Migrants in South Africa on hunger strike to demand UN aid
A group of victims of two weeks of xenophobic violence in South Africa have begun a hunger strike to press their demands for United Nations aid, radio reports said Thursday.
The group of displaced Somalis and Ethiopians sheltering at a municipal-run camp on the outskirts of the administrative capital Pretoria are refusing the help of the South African state, 702 radio reported.
State SAfm radio reported that police had fired rubber bullets Thursday following clashes with the migrants, which left one police officer injured, reported dpa .
On Wednesday, a government official said the state was setting up state-run shelters to accommodate some of the tens of thousands of people displaced by two weeks of attacks on mainly African migrants.
At least 56 people were killed and hundreds injured in the attacks, mainly in the slums around Johannesburg.
In Johannesburg, most of the fleeing migrants took shelter in nearby police stations and civic centres, while in Cape Town six municipal camps were set up to accommodate them.
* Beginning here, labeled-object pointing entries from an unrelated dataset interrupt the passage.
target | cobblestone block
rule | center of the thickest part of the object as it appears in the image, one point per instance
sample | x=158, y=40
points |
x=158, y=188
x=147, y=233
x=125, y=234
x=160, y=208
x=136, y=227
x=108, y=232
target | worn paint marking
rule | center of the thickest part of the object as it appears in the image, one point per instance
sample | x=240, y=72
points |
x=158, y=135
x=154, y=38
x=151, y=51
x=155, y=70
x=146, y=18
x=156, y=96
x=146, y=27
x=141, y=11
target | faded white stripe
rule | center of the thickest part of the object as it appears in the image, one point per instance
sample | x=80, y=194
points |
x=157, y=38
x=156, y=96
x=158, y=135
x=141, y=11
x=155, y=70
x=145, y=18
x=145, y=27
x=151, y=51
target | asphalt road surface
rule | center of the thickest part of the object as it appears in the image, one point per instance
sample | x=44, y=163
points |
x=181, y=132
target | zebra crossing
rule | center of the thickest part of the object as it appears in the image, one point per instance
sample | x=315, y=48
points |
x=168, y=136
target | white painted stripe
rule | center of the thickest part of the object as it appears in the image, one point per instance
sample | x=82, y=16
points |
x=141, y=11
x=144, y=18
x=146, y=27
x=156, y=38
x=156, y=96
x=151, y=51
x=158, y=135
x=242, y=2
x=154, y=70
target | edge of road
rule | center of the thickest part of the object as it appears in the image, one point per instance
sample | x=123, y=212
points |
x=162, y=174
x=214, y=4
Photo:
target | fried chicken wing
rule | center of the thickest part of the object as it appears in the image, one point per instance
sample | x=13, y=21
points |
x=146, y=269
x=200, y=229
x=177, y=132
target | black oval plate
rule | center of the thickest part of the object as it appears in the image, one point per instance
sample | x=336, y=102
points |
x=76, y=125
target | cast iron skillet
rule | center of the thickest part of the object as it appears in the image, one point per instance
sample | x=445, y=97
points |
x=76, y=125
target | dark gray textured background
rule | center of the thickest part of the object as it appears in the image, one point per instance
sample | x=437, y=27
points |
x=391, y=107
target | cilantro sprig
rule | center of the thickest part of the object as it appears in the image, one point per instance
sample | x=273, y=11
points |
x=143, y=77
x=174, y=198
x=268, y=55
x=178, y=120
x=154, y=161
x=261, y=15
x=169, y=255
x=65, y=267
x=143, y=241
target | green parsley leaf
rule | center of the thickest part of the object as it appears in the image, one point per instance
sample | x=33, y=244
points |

Many of the displaced have expressed concern at the prospect of being moved to government-run shelters, saying they no longer trust South Africa to protect them and insisting the United Nations take over.
A group of 700 migrants had camped outside the offices of the United Nations High Commission for Refugees on Sunday and Monday, demanding the agency intervene.
They were later moved to a very rudimentary camp on the edge of the city.